His first chapter illuminates how shifting paradigms of human engagement with nature can lead to inversion rather than progression. It shows that a mediagenic and transfrontiersmanship approach was adopted to market Southern Africa as an ecotourist destination, a post-national and post-colonial borderless product with culture (particularly indigenous culture) given primacy over and fused with nature, rather than the two being alienated from one another as was the case during the imperial and colonial era.
‘Ecocriticism has opened a new frontier for scholarship and, while showing the shortcomings of the programme, it can also appreciate the sincerity of postmodern transfrontiersmen’s journeys of reconciliation with their past as conquerors turning inward to the ultimate frontier to be tackled within the Western self. Such a perspective can challenge the anti-neoliberal orthodoxy,’ said Draper.

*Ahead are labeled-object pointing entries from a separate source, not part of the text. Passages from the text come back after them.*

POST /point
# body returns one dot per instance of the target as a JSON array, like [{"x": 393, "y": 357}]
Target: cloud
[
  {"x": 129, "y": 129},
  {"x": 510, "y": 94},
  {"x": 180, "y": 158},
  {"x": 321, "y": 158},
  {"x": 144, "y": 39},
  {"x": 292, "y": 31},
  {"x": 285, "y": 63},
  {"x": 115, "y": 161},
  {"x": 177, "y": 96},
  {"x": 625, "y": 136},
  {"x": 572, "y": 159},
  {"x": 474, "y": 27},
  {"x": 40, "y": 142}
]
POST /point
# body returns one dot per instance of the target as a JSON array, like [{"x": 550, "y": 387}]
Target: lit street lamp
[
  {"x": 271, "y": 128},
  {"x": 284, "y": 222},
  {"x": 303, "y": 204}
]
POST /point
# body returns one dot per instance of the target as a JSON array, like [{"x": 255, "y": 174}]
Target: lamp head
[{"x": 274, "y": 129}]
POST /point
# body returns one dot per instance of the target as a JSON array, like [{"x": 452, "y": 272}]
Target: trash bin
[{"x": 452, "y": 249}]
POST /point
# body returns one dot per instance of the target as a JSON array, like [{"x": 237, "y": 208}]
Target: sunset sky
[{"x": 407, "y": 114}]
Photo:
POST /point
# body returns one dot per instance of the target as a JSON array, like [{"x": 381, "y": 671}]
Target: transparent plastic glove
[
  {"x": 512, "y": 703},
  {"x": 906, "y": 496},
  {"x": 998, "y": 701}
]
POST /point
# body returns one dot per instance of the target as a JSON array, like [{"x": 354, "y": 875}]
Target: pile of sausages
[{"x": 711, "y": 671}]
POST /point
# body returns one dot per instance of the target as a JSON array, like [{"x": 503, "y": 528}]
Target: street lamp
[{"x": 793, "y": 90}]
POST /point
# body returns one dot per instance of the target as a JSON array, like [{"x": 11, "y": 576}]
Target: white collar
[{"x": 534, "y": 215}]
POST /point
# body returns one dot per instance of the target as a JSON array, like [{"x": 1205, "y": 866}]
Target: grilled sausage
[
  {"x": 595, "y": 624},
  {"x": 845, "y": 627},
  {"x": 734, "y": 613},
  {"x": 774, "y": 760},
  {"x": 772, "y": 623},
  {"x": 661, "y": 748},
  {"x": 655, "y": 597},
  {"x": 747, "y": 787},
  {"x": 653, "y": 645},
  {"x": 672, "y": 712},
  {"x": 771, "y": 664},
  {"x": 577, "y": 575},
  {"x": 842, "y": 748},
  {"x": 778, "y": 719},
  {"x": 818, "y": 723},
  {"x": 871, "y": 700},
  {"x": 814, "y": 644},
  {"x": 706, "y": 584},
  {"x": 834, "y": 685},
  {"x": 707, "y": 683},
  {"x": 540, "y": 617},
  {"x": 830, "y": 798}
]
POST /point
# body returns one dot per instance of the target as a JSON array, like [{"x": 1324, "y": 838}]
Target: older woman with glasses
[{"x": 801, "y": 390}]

His second chapter expands on his published work on trout in South Africa to compare it with the New Zealand experience.
Draper has been fishing for trout since he was young and manages to combine his passion with his profession. He enjoys wielding his rod as a research instrument and has assisted with World Bank funded research on fly-fishing and tourism in the Maloti-Drakensberg Transfrontier Park between Lesotho and South Africa. There are pictures of him fishing for the indigenous yellowfish in the ensuing book, The Maloti Drakensberg Experience published by the Maloti Drakensberg Transfrontier Project (2007).
Draper has also followed the story of trout in Zimbabwe and Kenya. His interest in tourism took him to New Zealand where he spoke at a conference in Waikato and published a chapter on “African Wilderness” in the ensuing book. While there he fished for Southern Hemisphere parallels and differences between the introduction of trout and the establishment of conservation institutions.
An essential part of this was a rod-wielding pilgrimage to Scotland. The resulting essay, “Holy Trout” is part of a volume on fly-fishing and conservation published by The University of Chicago Press. He extended these ideas as a featured speaker at the World of Trout Congress at Montana State University, Bozeman.
Draper also helped to organise the World Wilderness Congress initiated by late South African conservationist, Ian Player. His work is published in the proceedings and The International Journal of Wilderness. This led to fishing in Alaska. He co-authored two of the chapters in the book that resulted from the Congress, one with Fisheries scientists on trout management and the other with an historian and an anthropologist on the social and cultural values of trout. It will be published soon by the American Fisheries Society.